“I don’t know . . .” she said. “Perhaps I was ashamed. I think I was ashamed. At the suggestion . . . you know . . . that we were anything but friends.”
He gave a short laugh. “I’m not laughing at you,” he said quickly.
“I know you’re not. It was silly of me. I ought to have trusted you. I wanted to. But I was shy, I suppose. And shocked by the mistake that he’d made. I was afraid that you might suffer because of his mistaken idea. And I was selfish. I couldn’t bear the thought of your not being here: and I thought that I could somehow wait until things cleared up. I thought I could just keep it to myself and hold on.”
“You were wrong. It never pays to put things off. No doubt it was a shock for you to have it taken for granted that I had made love to you. I wouldn’t have you worried by that. I suppose I am old enough to be your father. You mustn’t think any more of that.”
Quite candidly she said: “I won’t.” It was no more than he expected.

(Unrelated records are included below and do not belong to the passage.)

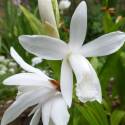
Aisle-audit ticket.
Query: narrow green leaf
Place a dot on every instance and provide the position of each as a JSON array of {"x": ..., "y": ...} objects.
[
  {"x": 39, "y": 28},
  {"x": 116, "y": 117}
]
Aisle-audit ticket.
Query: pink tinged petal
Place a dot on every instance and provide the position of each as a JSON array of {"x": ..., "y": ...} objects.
[
  {"x": 104, "y": 45},
  {"x": 88, "y": 85},
  {"x": 44, "y": 46},
  {"x": 34, "y": 110},
  {"x": 23, "y": 102},
  {"x": 36, "y": 118},
  {"x": 28, "y": 79},
  {"x": 66, "y": 82},
  {"x": 59, "y": 111},
  {"x": 26, "y": 66},
  {"x": 78, "y": 26}
]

She sighed. “I am happier now,” she said. “I can’t tell you how much I have gone through in these days.” And then her thoughts returned suddenly to her fears for James.

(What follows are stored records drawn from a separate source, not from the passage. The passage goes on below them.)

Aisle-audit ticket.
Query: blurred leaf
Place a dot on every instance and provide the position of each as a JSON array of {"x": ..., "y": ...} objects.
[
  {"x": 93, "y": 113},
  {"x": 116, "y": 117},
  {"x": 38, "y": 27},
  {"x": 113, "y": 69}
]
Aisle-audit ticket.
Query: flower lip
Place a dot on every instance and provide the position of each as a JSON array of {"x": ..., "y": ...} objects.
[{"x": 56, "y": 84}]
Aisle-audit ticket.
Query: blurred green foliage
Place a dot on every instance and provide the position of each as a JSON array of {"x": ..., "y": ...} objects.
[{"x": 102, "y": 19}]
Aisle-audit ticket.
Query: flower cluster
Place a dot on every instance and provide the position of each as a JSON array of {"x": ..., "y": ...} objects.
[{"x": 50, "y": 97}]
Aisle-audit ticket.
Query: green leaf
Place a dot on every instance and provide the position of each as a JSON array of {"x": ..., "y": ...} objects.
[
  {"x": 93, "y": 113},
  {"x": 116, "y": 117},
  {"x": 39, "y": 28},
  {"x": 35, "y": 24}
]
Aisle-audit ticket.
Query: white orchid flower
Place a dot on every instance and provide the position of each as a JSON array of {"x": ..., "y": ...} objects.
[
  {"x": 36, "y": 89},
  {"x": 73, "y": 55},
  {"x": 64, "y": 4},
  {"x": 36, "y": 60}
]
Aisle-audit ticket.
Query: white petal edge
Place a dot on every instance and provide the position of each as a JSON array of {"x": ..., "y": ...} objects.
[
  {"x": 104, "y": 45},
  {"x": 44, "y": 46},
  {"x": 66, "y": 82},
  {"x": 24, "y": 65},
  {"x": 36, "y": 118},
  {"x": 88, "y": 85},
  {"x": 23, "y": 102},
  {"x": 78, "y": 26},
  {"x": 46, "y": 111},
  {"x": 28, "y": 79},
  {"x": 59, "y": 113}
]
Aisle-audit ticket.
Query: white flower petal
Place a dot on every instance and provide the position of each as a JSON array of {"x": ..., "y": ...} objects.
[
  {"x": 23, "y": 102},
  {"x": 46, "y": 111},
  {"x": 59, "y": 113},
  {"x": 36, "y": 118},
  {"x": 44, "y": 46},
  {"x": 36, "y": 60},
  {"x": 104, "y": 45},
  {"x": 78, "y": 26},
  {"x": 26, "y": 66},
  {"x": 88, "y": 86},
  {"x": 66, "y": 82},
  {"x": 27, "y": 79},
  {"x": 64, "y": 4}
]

“You must tell me what to do. I don’t feel as if I can do any more thinking. I’ve been such a failure when I tried to do it. I can’t think. I don’t believe I can feel. I’m not like a woman at all. I’m callous. No . . . I’m not really callous, but awfully tired. Oh, what can we do?”
“There’s nothing to be done in the night,” he said. “You don’t know where he went. In the night we are quite helpless. On the night when you found me it was just a matter of luck . . . a matter of Providence. When you get to my age you begin to believe in Providence. If you are lonely or frightened you had better stay here with me.”
“I’m not frightened now,” she said. “But . . . but I think I’ll stay here.”
M‘Crae made room for her on the heap of sisal beside him. They sat there for a long time without speaking amid the restless sounds which passed for silence in that night. In the remotest distance they heard the drums at Kilima ja Mweze. They were like the beating of a savage heart.